Apart from pain control, sedation in the critically ill trauma patient also plays a vital role. Administration of sedatives is a common adjunct for the treatment of anxiety, delirium, and agitation in those critically ill patients especially in the ICU. Although the frequency of delirium varies from 15% to 50% among general medical or surgical patients,⁷,⁸,⁹ these statistics did not apply to the critically ill trauma patient and few data exist concerning delirium in patients admitted in ICU.¹⁰,¹¹,¹²,¹³ Most previous studies have been focused on patients with hip fractures, in which the incidence of delirium varied from 4% to 53.3%.¹⁴ Additionally, the causes of anxiety in critically ill trauma patients are multifactorial including an inability to communicate, excessive stimulation, and sleep deprivation. The attempt to reduce the anxiety and delirium including frequent reorientation, maintenance of patient comfort, and optimization of environment may be supplemented with sedatives. To review the necessity and value of pain and sedation control in the trauma patients, the author will discuss the following:

The stress response of critical illness
Physiologic impact of trauma
Evaluation of pain and sedation in critically ill trauma patients
Analgesia and sedation for trauma patients
Pain management in outpatients.

THE STRESS RESPONSE OF CRITICAL ILLNESS

The effect of severe trauma, disease, infection, and surgery can cause remarkable metabolic stress on the human body. The ability of the body to cope with stress is known as physiologic reserve. Critical illness is a state in which this
reserve is inadequate to maintain life, and exogenous organ support is needed. Tissue injuries elicit marked neuroendocrine changes that result in predictable alterations. These neuroendocrine responses to critical illness have been discussed and characterized for decades and are recognized as appropriate mechanisms of adaptation.¹⁵ There is also alteration in the autonomic nervous system, which is accompanied by diffuse changes in endocrine function. In addition to changes in the autonomic nervous system and endocrine function, other alterations occur such as the pattern of protein synthesis within the liver increasing coagulation pathways. Recently, it has been found that traumatic injuries are associated with increased plasma concentrations of select cytokines that may contribute to adverse outcomes.¹⁶,¹⁷

The Neuroendocrine Response to Critical Illness

In acute illness, the mean levels of growth hormone (GH) become elevated. There is an increase in both peak and trough levels; however, the response may be variable.¹⁸,¹⁹,²⁰ The rising levels lead to lipolysis and inhibit lipid uptake. In addition, GH also has direct insulin antagonizing effects. In normal people, the overall hormonal effect of GH is for protein anabolism as opposed to critically ill patients in whom acute protein degradation, liberation of amino acids, glucose, and free fatty acid occur instead of anabolism.

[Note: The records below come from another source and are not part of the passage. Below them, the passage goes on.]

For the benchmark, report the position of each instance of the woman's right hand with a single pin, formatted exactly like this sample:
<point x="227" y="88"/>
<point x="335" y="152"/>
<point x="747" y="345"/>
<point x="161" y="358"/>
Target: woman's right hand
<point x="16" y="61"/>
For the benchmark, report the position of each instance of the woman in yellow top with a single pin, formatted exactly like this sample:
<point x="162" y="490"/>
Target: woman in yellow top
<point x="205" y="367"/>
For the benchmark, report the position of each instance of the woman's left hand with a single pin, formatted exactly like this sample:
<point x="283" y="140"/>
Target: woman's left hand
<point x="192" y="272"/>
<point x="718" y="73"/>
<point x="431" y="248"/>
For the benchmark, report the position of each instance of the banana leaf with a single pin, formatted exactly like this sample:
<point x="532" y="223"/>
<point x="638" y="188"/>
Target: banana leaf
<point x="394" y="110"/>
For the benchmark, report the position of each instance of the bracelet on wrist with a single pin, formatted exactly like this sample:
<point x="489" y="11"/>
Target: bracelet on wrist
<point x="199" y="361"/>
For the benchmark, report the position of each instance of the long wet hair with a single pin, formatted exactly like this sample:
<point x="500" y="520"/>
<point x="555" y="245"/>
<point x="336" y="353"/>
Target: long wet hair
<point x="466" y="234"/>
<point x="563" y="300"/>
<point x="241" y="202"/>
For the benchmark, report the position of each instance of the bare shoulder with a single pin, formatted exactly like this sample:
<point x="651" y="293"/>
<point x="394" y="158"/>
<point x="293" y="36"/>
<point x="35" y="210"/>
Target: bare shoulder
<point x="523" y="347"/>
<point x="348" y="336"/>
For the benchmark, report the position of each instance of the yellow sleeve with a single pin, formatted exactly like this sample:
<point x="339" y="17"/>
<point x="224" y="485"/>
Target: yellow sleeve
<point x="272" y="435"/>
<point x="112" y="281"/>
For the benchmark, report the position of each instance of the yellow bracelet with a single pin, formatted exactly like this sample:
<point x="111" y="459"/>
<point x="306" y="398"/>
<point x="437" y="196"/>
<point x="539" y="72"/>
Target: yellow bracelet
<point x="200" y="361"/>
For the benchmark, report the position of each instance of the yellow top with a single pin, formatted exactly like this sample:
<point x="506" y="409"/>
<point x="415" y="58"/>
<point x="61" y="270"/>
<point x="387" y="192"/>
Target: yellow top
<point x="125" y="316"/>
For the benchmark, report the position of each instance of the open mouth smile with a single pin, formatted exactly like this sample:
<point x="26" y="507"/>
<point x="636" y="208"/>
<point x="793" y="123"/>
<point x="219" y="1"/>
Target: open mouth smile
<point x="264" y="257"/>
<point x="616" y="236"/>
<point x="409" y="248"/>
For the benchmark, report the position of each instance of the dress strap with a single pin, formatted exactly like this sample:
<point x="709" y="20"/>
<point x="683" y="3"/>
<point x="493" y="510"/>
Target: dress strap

Active thyroid hormones (T3 and T4) are essential for regulation of cardiac, pulmonary, and neurologic function. In acute phase of critical illness, T3 levels decrease as a result of a drop in peripheral conversion of T4 to T3.²¹ This drop in T3 levels tends to persist during critical illness. There are studies that report the magnitude of the decrease in T3 levels correlates well with patient mortality.²²,²³ On the other hand, T4 levels may remain in the normal range although there maybe an early transient rise during the illness. Under normal circumstances, a drop in T3/T4 levels would inhibit the feedback loops that results in an increase in thyroidstimulating hormone (TSH) level. However, TSH tends to remain in a normal or low range during stress.²⁴,²⁵,²⁶ This fact has been attributed to a change in thyroid hormone set point.²⁷ Interestingly, such seriously ill patients generally do not show evidence of thyroid illness. This condition (low T3/T4 and normal TSH level) has been termed sick euthyroid syndrome, low-T3 syndrome, or nonthyroidal illness.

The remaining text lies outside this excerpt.